Avoid following too closely, especially during dark hours and when weather is bad. There are several reasons this is a terrible rule to break during night driving. One is that you make the other driver nervous, which makes him or her more likely to react badly to something in the road and cause a wreck. Also, the closer your headlights are, the brighter they can seem and more distracting they can be. Again, this makes the driver ahead of you nervous and can also limit his or her visibility and end up causing problems. Another reason you should try to increase the following distance between you and the car in front of you is that during the dark, night hours, your visibility in front of the car in front of you is lessened. During the day, you can see and, therefore, react better to things that may be a problem ahead on the road or off to the side. With limited sight distance, you are setting yourself up to have problems.
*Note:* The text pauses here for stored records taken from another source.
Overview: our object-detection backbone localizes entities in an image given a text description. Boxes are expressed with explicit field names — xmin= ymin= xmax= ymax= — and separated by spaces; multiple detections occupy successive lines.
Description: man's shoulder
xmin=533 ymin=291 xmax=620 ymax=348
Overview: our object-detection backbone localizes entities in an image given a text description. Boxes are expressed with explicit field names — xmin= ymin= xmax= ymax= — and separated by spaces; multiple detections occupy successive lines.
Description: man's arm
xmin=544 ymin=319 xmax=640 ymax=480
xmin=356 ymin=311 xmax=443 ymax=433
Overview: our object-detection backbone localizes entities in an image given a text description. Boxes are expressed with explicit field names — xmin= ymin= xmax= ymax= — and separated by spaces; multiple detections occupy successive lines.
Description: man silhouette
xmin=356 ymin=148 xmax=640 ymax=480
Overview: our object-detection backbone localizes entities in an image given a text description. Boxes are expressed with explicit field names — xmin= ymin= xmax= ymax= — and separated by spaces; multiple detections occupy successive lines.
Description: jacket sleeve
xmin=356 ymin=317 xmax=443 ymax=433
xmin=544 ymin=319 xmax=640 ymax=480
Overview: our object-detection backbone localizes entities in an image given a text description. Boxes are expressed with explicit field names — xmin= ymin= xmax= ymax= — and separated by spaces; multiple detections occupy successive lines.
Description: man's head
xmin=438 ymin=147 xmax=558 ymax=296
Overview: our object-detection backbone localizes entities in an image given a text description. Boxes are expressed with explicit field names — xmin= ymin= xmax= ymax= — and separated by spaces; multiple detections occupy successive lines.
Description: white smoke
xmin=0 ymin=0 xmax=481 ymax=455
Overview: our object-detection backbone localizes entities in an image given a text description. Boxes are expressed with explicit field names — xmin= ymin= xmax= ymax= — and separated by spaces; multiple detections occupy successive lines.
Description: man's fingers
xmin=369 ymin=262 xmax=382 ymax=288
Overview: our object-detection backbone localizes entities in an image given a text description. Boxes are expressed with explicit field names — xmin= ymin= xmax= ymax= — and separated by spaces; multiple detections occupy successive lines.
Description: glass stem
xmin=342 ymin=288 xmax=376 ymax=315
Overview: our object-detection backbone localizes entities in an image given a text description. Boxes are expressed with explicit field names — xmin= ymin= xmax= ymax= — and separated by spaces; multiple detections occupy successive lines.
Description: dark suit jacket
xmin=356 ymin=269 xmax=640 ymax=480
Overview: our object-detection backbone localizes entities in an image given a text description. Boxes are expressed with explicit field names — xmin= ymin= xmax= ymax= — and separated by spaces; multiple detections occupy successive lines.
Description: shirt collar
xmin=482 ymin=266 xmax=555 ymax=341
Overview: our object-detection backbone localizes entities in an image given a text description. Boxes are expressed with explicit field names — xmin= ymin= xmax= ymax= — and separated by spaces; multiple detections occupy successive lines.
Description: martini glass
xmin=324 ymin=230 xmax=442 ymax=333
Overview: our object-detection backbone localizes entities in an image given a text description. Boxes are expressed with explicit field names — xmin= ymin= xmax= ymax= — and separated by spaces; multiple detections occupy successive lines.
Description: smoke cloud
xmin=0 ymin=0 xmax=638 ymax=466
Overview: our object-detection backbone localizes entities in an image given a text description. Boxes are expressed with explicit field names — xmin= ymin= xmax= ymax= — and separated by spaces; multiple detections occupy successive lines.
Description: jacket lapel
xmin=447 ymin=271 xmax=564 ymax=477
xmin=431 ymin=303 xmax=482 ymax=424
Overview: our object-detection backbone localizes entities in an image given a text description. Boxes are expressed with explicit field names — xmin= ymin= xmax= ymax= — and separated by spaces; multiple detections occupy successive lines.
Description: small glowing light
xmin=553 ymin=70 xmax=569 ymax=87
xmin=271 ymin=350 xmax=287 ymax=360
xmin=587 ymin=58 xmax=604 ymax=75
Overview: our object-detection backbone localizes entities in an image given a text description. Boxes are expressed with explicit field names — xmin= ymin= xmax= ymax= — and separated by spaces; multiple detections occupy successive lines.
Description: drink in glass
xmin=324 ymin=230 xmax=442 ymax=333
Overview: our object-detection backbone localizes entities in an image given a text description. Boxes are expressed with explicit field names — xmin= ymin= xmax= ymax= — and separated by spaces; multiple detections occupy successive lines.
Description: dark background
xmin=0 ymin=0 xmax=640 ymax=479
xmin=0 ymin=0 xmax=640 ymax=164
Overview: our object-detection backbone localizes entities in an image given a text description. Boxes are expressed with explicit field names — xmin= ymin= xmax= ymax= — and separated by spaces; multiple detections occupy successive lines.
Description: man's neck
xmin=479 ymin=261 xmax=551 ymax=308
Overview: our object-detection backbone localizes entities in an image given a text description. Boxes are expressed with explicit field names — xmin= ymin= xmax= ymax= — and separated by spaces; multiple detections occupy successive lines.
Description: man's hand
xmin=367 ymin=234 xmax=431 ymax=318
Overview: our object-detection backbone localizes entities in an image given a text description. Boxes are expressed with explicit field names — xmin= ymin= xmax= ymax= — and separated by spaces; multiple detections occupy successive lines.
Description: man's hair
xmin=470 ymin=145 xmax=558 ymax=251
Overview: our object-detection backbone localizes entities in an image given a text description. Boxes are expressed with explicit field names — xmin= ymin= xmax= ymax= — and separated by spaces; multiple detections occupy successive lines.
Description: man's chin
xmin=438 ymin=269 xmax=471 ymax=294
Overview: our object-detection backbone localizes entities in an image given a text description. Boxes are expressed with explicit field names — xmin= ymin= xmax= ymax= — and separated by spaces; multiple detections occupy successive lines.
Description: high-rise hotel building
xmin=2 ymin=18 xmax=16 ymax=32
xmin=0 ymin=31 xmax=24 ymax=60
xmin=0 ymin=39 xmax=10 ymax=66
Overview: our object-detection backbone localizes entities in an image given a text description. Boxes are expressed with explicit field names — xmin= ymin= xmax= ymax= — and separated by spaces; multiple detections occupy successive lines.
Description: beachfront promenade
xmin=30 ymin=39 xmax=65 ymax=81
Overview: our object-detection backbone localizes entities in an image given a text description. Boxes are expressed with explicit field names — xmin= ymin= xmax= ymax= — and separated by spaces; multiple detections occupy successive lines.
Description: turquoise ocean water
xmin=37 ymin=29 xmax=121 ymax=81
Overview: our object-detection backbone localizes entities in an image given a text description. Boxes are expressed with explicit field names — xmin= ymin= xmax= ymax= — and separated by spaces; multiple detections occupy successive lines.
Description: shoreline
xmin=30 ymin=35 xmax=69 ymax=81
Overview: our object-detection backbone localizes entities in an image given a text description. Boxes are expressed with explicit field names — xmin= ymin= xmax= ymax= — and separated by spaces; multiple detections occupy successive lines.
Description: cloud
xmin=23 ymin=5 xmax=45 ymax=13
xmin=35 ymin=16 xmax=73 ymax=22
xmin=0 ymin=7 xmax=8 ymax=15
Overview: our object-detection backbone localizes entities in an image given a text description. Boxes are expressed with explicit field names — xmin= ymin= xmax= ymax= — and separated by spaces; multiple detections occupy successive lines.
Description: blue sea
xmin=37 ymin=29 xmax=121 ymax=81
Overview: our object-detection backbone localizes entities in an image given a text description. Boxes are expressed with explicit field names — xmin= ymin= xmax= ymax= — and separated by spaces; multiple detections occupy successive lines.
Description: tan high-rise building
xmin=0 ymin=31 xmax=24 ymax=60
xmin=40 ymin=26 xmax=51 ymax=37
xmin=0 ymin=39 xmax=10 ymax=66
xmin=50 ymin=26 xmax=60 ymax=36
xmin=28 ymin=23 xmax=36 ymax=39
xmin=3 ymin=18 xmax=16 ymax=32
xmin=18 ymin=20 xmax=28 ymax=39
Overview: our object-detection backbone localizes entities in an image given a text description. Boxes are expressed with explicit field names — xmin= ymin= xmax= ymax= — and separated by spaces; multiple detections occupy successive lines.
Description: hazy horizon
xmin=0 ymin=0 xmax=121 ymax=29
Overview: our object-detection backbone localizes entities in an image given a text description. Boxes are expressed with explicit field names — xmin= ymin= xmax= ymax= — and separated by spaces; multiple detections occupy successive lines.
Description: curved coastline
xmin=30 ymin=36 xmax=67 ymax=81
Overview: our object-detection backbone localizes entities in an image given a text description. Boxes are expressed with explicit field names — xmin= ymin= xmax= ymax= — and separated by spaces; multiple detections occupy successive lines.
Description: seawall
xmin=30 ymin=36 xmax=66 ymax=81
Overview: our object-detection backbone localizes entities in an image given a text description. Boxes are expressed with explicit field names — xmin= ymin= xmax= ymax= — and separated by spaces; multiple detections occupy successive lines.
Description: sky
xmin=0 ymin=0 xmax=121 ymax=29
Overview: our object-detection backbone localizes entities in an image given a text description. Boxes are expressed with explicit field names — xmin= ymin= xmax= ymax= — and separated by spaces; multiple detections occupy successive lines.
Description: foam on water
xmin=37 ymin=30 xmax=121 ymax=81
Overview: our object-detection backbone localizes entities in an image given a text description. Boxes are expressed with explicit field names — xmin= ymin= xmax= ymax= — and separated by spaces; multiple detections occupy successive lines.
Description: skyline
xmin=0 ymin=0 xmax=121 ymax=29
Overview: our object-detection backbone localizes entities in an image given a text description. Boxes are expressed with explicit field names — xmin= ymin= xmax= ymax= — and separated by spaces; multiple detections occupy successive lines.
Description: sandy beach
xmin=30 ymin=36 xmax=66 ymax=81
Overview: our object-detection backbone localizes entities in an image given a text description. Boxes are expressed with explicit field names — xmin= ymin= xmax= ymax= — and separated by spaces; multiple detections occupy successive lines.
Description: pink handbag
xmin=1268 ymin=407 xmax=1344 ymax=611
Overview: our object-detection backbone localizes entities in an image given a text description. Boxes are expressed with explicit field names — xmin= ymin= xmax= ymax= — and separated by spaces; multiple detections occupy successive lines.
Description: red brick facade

The best way to avoid an incident at night is to watch for lights and movement and keep checking your mirrors. It is as important to keep an eye out for other cars’ headlights as it is to spot other things, such as cars without headlights. At night it is harder to see animals on the side of the road, children still playing in the street or debris that could already be present or become a problem. Stay alert by checking mirrors regularly enough to be aware of what is happening all around you. That also means being at the top of your game for defensive driving skills. Sometimes, especially at night, it’s more about watching for other driver’s mistakes than having to worry about your own. That said, also make sure you keep your mirrors clean and have them pointed in a direction that will make it easier for you to see but also lose any glare, if possible.